Через несколько минут, будоража собак и кур, он уже ехал к станции. Когда выехали из последнего узкого проулка с покосившимися темными избами на лысый бугор, с которого была видна, как на блюде, вся станция, Никита придержал лошадь и, вытянув кнут, воскликнул:
— Чисто ярмонка!
Пеньков и без восклицания Никиты все увидел сразу: и длинный состав красных товарных вагонов, и множество народу там, и отдельные фигуры, спешащие по займищу от села к станции и обратно… Как раз в этот момент откуда-то сзади выскакал всадник в малиновой фуражке и красных штанах на горбоносой злой лошадке, поравнялся, заглянул в лицо Пенькову и стремительным гнедым комочком покатился под гору, к станции…
Пеньков узнал в нем привезшего служебную записку. Отстегнув светлую перламутровую пуговицу, величиной в пятак, вынул из кармана записку и начал рассматривать штамп и печать… А потом сказал Никите:
— Кисет позабыл с табаком.
Никита осадил Лесть и недовольно спросил:
— Возворачиваться?
Пеньков ответил не сразу. Смотрел вперед, вниз, через займище, на длинную ленту вагонов и молчал. Записку держал в руке.
И глухо приказал:
— Трогай!
Куда трогать — не объяснил. Никита поехал под гору, к станции, но, когда спустились на займище, Пеньков ткнул его в спину.
— Куда ты?! Говорю, кисет позабыл, говорю, назад поворачивай!.. Русским языком говорю, кисет позабыл…
Никита круто повернул обратно. И не доехали до горы, как Пеньков передумал:
— Валяй к станции!.. Все равно!.. Небось угостят папироской?
С запиской в руке сидел выпрямленно Пеньков и смотрел на быстро приближавшуюся станцию. Так с запиской и с незастегнутым карманом он прошел через грязный пустой вокзал на платформу, пересек рельсы, растолкал толпившихся на путях баб и очутился перед вагоном с некрашеной дверью и приставленной к ней лесенкой.

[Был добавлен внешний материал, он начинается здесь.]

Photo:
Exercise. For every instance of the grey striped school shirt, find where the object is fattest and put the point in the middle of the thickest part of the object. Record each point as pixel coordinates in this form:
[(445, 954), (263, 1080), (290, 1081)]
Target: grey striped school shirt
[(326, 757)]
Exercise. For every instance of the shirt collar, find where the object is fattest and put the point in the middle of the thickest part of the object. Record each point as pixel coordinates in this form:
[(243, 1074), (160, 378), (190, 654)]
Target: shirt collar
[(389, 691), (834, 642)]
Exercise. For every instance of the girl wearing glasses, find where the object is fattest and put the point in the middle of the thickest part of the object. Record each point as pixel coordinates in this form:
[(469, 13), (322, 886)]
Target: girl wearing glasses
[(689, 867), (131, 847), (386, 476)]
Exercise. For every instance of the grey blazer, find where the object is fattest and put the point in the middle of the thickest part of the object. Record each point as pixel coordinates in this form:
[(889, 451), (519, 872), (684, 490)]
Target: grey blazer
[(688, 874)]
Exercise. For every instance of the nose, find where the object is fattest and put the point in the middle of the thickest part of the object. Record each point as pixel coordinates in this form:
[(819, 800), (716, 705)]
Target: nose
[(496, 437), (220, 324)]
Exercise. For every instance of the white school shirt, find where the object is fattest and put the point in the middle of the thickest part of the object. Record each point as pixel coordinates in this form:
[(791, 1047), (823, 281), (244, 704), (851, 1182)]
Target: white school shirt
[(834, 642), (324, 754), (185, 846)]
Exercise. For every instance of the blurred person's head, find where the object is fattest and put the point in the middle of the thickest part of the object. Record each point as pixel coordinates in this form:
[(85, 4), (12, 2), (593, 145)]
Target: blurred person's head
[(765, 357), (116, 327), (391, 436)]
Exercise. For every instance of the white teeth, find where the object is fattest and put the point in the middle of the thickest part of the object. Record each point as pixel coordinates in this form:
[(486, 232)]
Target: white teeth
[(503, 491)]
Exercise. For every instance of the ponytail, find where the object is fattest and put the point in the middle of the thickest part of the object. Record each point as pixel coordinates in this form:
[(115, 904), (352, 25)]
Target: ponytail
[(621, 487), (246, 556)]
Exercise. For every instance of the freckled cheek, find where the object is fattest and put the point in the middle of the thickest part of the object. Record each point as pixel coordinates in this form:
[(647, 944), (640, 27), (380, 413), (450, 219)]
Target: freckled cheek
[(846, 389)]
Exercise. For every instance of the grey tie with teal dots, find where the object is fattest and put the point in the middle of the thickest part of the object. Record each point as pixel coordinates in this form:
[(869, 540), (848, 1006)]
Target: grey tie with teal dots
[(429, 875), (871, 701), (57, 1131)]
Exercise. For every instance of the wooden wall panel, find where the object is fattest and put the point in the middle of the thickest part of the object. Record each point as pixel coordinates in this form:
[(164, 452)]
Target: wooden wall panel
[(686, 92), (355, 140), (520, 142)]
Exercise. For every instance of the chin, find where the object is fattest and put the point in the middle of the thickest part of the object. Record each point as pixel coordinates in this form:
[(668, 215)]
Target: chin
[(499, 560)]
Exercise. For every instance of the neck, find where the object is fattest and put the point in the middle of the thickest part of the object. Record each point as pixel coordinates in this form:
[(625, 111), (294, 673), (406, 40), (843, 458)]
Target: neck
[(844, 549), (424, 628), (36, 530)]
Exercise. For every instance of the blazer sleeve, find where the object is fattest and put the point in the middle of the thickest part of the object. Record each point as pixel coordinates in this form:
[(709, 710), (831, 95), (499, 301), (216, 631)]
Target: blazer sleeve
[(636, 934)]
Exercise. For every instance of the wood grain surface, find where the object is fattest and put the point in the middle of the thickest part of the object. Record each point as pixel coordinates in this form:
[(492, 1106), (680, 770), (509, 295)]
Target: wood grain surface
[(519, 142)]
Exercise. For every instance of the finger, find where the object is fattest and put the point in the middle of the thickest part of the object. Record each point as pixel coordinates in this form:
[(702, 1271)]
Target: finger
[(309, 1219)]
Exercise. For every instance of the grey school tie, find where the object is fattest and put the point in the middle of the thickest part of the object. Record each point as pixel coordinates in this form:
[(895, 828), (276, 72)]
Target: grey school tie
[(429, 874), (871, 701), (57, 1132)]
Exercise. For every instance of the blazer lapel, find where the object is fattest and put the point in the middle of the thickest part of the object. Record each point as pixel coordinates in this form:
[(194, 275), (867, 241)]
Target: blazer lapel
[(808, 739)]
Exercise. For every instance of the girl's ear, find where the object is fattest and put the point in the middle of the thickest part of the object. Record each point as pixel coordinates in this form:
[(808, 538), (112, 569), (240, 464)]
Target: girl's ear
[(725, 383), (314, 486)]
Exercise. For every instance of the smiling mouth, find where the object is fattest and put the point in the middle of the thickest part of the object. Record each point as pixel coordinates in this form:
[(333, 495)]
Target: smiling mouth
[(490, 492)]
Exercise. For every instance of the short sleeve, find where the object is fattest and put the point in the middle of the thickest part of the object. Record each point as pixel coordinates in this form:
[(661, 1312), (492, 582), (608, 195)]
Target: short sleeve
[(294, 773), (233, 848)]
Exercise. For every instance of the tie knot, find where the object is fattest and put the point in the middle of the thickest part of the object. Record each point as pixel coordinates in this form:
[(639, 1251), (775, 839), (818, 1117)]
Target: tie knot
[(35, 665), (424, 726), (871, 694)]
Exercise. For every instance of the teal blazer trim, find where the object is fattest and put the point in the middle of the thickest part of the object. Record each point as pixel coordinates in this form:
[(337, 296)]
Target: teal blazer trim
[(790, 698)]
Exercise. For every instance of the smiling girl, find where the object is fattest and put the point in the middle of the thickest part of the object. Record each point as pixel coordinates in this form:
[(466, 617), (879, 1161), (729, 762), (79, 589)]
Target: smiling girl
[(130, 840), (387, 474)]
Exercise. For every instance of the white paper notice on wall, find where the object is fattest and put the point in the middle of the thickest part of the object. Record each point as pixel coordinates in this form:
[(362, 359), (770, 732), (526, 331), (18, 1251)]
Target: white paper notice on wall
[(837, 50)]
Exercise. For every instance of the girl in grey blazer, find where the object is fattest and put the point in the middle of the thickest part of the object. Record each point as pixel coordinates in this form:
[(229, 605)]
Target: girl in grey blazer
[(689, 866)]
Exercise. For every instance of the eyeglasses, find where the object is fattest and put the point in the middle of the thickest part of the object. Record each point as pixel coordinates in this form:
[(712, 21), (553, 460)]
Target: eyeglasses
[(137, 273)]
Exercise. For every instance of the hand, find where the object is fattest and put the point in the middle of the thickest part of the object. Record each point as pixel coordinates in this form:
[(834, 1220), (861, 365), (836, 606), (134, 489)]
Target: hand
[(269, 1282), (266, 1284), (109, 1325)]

Человек в папахе стоял на лесенке и смотрел на него. Широкая фигура загораживала дверь и надпись на ней. Были видны только из-за спины его две последние густые черные буквы:
«АБ»
— Который тут товарищ Гобечия? — спросил у него Пеньков, взглянув на записку.
— Здесь, — ответил человек в папахе и скрылся в вагон.
В хвосте состава, в одной из групп девок и красноармейцев, пиликала гармоника плясовую, были слышны веселые вскрики танцоров и присвист. Пеньков посмотрел туда, оглянулся назад, поправил у пояса наган и спросил стоявших у штабного вагона красноармейцев:
— На Краснова дуете, братишки?
Никто ничего ему не ответил.
— Куревом не богаты? — спросил он, помолчав.
Один из красноармейцев достал пачку папирос и протянул ему. Закурить Пеньков не успел. Дверь вагона открылась. Вышел человек в папахе. За ним — смуглый красавец в шинели внакидку. Человек в папахе спустился вниз и стал сбоку Пенькова. Из-под шинели красавца пылали ярко-малиновые рейтузы. У него были черные молодые усики над капризным ртом и резкий гортанный голос.
— Председатель волисполкома Пеньков? — отрывисто спросил он, быстрыми глазами осматривая Пенькова, и сел на верхней ступени лестницы.